For me the beginning of the ski season in 1968 was the weekend of November 9th when Sugarbush opened. Remember that was before any areas had significant snowmaking so that early opening was based on natural snow. The only lift running was the old Valley Chair. I was skiing with one of my roommates, a native Vermonter who had gotten sucked up in my skiing enthusiasm. He bought all new equipment and I’m pretty sure he felt the equipment and my enthusiasm were the answer for him to be a better skier.
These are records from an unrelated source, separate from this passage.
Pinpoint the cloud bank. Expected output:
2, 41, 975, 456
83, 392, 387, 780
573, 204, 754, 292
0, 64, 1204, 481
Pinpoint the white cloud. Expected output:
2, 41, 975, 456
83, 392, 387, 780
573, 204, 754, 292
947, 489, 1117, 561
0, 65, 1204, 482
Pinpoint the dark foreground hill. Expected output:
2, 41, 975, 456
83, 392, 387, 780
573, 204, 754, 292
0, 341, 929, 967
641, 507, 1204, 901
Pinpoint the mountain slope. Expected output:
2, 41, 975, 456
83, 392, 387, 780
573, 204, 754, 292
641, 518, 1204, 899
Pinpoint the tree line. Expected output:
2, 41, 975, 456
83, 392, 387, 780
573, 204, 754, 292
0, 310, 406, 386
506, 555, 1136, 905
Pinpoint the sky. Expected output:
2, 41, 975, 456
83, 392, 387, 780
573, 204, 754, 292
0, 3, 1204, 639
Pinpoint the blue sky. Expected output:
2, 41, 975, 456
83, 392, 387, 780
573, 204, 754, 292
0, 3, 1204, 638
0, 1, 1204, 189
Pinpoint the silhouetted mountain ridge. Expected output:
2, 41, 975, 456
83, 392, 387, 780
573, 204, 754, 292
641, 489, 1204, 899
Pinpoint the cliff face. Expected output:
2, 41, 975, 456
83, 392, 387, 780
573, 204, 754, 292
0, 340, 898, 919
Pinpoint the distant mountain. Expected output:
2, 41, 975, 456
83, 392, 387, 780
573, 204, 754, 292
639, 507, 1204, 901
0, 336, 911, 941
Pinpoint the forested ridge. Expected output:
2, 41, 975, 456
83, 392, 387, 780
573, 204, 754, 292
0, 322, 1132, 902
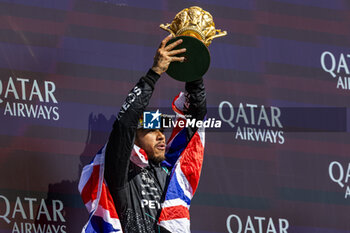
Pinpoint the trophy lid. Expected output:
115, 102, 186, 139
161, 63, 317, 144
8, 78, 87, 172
160, 6, 227, 82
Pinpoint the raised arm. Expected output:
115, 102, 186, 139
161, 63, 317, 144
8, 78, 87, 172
185, 78, 207, 142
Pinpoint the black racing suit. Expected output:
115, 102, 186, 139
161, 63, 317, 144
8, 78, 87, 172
104, 70, 206, 233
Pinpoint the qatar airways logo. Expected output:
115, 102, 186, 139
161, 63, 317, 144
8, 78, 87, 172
0, 194, 67, 233
0, 77, 60, 121
321, 51, 350, 90
226, 214, 289, 233
218, 101, 284, 144
143, 109, 222, 129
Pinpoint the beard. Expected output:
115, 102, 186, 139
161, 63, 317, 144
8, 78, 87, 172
148, 153, 165, 164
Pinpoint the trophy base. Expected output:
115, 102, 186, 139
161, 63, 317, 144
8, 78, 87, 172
166, 36, 210, 82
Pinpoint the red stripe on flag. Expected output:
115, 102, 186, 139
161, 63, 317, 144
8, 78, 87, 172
159, 206, 190, 222
99, 183, 119, 219
81, 165, 100, 204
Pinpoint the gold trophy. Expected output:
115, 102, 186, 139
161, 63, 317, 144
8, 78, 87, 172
160, 6, 227, 82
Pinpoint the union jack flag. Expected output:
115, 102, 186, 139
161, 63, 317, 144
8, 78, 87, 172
79, 92, 205, 233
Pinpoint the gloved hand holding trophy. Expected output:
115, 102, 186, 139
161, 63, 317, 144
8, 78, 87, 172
160, 6, 227, 82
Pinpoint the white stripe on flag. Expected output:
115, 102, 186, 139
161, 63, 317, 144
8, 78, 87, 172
162, 198, 190, 209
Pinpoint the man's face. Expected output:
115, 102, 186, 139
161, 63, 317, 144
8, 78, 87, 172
135, 129, 165, 164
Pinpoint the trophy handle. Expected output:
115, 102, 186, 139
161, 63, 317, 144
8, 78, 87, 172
159, 23, 175, 37
204, 29, 227, 45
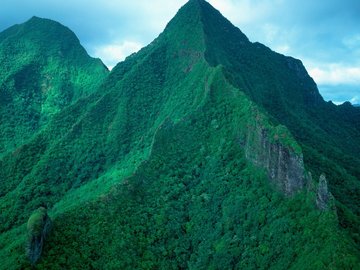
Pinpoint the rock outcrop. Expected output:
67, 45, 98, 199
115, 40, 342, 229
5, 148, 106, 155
316, 174, 331, 210
245, 121, 306, 196
26, 207, 51, 265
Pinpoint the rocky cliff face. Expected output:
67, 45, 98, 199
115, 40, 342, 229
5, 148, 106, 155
26, 207, 51, 265
316, 174, 331, 210
245, 117, 306, 196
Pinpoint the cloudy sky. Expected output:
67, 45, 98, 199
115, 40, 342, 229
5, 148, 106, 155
0, 0, 360, 103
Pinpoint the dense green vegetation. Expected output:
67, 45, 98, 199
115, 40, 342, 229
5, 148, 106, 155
0, 17, 108, 155
0, 0, 360, 269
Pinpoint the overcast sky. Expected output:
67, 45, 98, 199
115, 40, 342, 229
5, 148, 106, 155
0, 0, 360, 103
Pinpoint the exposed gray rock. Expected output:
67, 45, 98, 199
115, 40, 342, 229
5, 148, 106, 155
245, 127, 306, 196
26, 207, 51, 265
316, 174, 331, 210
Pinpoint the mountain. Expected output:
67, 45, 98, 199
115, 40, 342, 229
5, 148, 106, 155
0, 17, 108, 153
0, 0, 360, 269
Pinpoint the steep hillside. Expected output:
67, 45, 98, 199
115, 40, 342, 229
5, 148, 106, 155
0, 0, 360, 269
194, 1, 360, 247
0, 17, 108, 156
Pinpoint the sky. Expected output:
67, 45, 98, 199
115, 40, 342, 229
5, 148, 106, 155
0, 0, 360, 104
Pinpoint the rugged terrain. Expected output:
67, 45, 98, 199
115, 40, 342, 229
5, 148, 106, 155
0, 0, 360, 269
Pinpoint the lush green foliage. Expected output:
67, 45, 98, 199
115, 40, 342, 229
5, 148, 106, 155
0, 0, 360, 269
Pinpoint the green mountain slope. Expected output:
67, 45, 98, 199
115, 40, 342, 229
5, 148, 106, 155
0, 0, 359, 269
0, 17, 108, 155
194, 1, 360, 247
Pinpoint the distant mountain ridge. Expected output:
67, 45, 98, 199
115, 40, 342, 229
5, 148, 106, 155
0, 17, 108, 153
0, 0, 360, 269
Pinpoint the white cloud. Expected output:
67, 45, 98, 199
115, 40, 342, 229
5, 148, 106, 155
309, 64, 360, 85
350, 96, 360, 104
93, 40, 143, 69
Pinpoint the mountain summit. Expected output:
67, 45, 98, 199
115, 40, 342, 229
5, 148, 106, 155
0, 17, 108, 156
0, 0, 360, 269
The only lift open was the Valley Chair so up we rode. When we got off the chair I was so excited to try my new Hart Javelins that I started down Snow Ball immediately. I don’t know how long a burst I skied, but the Javelins were awesome! I finally stopped and waited for my roommate….and waited….and waited. Apparently the new equipment hadn’t been the answer after all. We actually would go skiing together a lot that first season, but we found we were happier if we each went our own way once at the area.
Sugarbush in 1968 was just Lincoln Peak. It did have a three passenger gondola or the “Ménage à Trois” as it was called. And of course, the Castle Rock chair was already there – I swear they still have that original chairlift today! The area opened on Christmas day 1958 which makes this year its 60th anniversary!
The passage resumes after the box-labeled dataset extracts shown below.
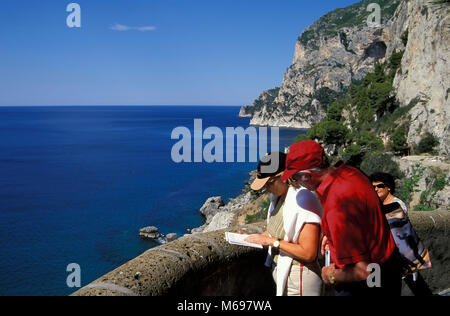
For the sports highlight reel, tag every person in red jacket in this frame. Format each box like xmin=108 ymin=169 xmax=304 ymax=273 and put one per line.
xmin=282 ymin=140 xmax=402 ymax=296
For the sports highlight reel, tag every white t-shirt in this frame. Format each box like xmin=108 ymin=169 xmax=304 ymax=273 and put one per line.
xmin=392 ymin=197 xmax=408 ymax=214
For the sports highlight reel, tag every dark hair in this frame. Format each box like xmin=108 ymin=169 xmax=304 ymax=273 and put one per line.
xmin=369 ymin=172 xmax=395 ymax=194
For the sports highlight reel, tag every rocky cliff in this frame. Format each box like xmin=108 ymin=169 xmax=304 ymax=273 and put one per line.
xmin=241 ymin=0 xmax=450 ymax=155
xmin=241 ymin=0 xmax=399 ymax=128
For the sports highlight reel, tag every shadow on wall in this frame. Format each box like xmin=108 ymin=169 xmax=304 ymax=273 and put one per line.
xmin=72 ymin=211 xmax=450 ymax=297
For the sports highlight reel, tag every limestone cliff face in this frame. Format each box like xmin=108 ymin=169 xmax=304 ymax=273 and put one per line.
xmin=387 ymin=0 xmax=450 ymax=155
xmin=241 ymin=0 xmax=399 ymax=128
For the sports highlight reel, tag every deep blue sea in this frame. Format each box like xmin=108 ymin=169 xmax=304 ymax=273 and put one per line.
xmin=0 ymin=106 xmax=301 ymax=295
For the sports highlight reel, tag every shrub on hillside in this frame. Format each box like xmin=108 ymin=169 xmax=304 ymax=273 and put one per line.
xmin=360 ymin=152 xmax=403 ymax=179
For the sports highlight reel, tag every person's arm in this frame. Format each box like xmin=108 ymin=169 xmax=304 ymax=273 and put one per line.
xmin=322 ymin=261 xmax=370 ymax=285
xmin=245 ymin=224 xmax=320 ymax=263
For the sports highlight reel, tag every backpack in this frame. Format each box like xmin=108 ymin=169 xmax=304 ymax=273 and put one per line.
xmin=383 ymin=202 xmax=432 ymax=275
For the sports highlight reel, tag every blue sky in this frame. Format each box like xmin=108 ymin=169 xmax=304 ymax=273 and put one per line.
xmin=0 ymin=0 xmax=358 ymax=106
Sugarbush was founded by Damon and Sara Gadd along with 10th Mountain Division veteran Jack Murphy. Both the Gadds and Murphy had run ski lodges at Mad River Glen. The Gadds had very influential contacts within the New York City “beautiful people”. These included Oleg Cassini, restauranteur Armando Orsini, and orchestra leader Skitch Henderson. There was even a chartered bus, the Sugarbus, that ran from Park Avenue on Friday evenings and returned Sunday evening. Passengers could party all the way to Sugarbush, ski and party all weekend, and then party all the way back! Soon the area earned its nickname Mascara Mountain.
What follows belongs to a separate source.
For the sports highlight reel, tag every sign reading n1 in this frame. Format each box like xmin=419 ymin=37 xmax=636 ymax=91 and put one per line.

All kinds of correct answers last week. Steve Edwards identified Sugarbush as Mascara Mountain and says that he and his wife Dorrit skied there in the 1970s. I also heard from Glen Findholt, a long-time skiing buddy of mine dating back to our college days! Glen shared a memory from his first time at Sugarbush when he was skiing with me and our “usual posse” which included Bob Penniman. As Glen tells it, “At some point we were synchro skiing in a line and I caught an edge and fell. Penniman was right behind me and rather than lose his cadence he pole planted right in the middle of my chest!” Glen went on to say that he had the scar right through the end of that season.